CFNS
- Saskatoon, Saskatchewan; Canada;
- Frequency: 1170 kHz

Programming
- Language: French
- Affiliations: Radio-Canada

Ownership
- Owner: Radio-Prairies-Nord Ltée.

History
- First air date: November 30, 1952
- Last air date: 1973

Technical information
- Power: 1,000 watts

= CFNS (AM) =

Former radio station in Saskatchewan, Canada

CFNS was a Canadian radio station that broadcast in Saskatoon, Saskatchewan, from 1952 to 1973. A private affiliate of Radio-Canada, it was owned by Radio-Prairies-Nord Ltée and was the fourth French-language radio station in western Canada.

CFNS originally aired at 1170 AM and broadcast with 1,000 watts.

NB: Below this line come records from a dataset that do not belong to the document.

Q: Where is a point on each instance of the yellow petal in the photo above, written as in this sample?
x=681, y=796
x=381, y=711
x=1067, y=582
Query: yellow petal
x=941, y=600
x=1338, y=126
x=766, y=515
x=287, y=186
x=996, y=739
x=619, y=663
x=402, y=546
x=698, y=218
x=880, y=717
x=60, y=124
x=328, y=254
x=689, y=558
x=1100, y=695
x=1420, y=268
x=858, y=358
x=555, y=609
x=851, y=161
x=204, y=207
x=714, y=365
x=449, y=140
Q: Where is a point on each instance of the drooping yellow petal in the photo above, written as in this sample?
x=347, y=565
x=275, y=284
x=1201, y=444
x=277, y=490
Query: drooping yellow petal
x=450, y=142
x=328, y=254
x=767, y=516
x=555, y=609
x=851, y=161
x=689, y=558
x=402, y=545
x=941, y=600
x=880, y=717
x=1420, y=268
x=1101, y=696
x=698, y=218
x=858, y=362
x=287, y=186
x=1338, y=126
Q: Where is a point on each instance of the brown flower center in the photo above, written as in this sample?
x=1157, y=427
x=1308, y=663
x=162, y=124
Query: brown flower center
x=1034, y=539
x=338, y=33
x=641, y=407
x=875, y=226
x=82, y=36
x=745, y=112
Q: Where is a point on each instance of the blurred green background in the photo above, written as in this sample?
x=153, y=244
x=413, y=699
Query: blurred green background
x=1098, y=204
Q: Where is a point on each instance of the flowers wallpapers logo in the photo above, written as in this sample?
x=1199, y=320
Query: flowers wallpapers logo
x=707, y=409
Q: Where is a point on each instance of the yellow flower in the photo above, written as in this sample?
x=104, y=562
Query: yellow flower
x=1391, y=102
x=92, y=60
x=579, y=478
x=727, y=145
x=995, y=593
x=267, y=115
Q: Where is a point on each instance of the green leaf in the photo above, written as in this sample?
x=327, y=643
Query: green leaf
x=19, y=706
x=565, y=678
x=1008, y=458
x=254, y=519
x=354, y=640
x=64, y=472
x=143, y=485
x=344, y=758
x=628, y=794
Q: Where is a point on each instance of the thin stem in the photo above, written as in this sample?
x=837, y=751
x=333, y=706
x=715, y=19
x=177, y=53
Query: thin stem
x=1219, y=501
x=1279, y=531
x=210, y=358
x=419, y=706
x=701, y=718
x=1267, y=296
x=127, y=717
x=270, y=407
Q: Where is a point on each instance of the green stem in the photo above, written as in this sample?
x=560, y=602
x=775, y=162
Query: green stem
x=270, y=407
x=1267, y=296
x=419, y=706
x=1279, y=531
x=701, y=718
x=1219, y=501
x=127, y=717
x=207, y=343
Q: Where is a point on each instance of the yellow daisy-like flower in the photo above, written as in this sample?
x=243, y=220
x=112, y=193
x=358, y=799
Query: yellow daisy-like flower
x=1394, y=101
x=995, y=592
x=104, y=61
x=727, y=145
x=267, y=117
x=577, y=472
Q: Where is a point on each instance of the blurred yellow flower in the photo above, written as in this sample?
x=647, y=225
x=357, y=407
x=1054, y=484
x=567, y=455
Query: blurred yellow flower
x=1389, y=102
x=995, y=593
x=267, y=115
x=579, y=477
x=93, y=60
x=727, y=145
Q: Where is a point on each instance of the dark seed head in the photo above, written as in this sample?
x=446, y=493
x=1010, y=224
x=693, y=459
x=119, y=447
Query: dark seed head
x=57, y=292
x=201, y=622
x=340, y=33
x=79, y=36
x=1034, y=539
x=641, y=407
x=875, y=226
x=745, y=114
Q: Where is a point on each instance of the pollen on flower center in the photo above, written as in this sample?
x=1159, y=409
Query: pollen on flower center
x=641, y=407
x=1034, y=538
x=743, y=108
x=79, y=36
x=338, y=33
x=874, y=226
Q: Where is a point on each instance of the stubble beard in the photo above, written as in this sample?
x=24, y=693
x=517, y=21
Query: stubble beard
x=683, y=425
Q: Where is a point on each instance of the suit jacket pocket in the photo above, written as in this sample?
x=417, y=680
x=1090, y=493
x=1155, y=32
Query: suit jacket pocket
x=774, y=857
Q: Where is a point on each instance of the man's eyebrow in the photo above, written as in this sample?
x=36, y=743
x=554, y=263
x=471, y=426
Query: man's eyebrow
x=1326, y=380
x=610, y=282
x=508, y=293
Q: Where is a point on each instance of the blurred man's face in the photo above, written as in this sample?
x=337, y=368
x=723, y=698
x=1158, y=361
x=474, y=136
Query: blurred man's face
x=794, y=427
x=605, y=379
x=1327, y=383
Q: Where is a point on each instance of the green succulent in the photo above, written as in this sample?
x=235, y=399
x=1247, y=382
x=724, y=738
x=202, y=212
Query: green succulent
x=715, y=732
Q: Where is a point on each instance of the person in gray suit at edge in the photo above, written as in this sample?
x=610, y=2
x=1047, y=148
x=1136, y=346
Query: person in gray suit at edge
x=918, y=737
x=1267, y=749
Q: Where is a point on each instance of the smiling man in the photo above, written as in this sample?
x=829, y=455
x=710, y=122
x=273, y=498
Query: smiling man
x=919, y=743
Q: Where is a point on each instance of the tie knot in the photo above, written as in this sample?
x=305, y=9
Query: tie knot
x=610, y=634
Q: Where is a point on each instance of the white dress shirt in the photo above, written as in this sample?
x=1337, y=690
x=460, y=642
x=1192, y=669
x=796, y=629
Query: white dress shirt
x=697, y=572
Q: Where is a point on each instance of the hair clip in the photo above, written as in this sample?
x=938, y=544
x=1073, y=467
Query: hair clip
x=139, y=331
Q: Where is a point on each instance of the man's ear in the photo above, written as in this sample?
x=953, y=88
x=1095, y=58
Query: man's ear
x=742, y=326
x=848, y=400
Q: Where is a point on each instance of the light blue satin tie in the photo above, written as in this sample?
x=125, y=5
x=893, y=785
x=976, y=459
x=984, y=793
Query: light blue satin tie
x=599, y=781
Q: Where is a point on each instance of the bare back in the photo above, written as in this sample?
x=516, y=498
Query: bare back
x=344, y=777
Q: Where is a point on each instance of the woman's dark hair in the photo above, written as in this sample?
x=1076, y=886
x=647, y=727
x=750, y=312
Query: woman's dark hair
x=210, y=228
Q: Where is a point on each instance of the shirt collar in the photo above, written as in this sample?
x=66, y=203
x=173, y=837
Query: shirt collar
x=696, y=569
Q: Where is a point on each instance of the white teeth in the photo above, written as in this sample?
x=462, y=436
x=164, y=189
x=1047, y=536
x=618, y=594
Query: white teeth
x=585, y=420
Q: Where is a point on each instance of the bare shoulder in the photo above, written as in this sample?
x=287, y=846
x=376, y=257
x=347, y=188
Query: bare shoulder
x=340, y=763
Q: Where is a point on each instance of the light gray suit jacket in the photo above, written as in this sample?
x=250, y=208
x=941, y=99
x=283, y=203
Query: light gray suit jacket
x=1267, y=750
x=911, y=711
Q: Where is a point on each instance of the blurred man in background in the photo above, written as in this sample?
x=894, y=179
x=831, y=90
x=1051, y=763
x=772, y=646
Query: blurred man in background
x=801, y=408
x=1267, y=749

It and CFRG in Gravelbourg were purchased by Radio-Canada in 1973 to become a rebroadcaster of Regina's new CBKF-FM. In 1975, the Canadian Radio-Television Commission (CRTC) approved CFNS to relocate to 860 kHz, change transmitter sites, and increase its power to 10,000 watts. The transmitter, which now has the call sign CBKF-2, still operates as a rebroadcaster of CBKF.